I'm trying to save some money and want to install an in-dash cd player into my '93 Dodge Colt myself. I am not at all familiar with this. My car currently has its stock am/fm radio.. that's it, no tape player or anything... Where do I start?.. any helpful websites with instructions or diagrams?

(Also, as a side question, I need to put a cigarette lighter in my car as well. It has an open hole where one is supposed to go, but simply has never had one. I bought the parts to install it, but I don't really know how to go about doing that either.)

Help a girl out.. PLEASE!


----------



## edhicks (Jun 30, 2008)

sarah
Do a Google search for *Install car stereo*
browse the results for detailed instructions
Good Luck


----------



## Knotbored (Jun 5, 2004)

I installed a 10 disk changer into a Dodge Caravan-it was simple and cheaper then replacing the radio. The disk container went under the drivers seat, the transmitter behind the glovebox, and the wiring to a blank spot in the fusebox. The unit transmits on a specific blank radeo station- set to a push-button on the existing radeo, and it had a remote (wired to the unit.) I got it at Walmart for about $110 about 6 years ago. The car has since been trashed so I don't have specifics, but the unit worked great.


----------



## Mumbodog (Oct 3, 2007)

1. You need a dash installation Kit
http://www.audiooutfitter.com/99-7001/metra/p70624.html
It says mitsubishi, but also fits your make and model.
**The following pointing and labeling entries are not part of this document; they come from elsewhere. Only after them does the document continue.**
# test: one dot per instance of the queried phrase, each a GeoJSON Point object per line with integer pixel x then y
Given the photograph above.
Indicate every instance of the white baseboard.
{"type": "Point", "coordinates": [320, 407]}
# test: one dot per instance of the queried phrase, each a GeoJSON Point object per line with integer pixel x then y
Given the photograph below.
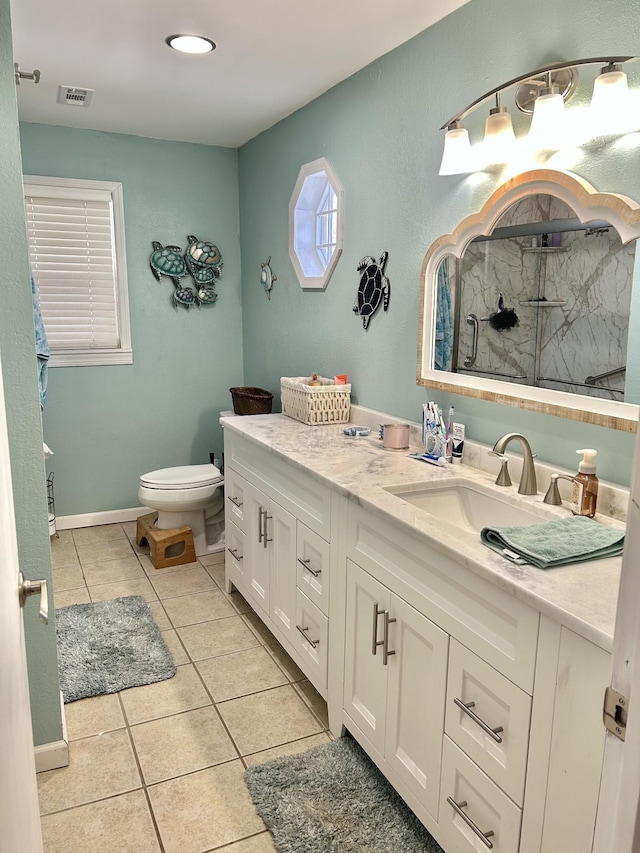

2. Then you need an adapter harness to connect all the wires from the new CD player to the factory wire harness
http://www.audiooutfitter.com/70-1743/metra/p70086.html

3. Then you will need a bunch of this









Or take it to a radio installer and save alot more than money.


----------



## aka Brett (Nov 25, 2008)

circuit city
good deal and installed for 30 bucks
anywat thats how much it was 3 years ago
i got a nice sony installed for less than 2 bills
no black tape anywhere


----------



## watcher6342 (Dec 12, 2008)

go to the crutchfield web site. their info is good. it will break down everything you need . if you buy the head unit from them they will send you an install kit along with the instructions how to do it. its always worked for me.


----------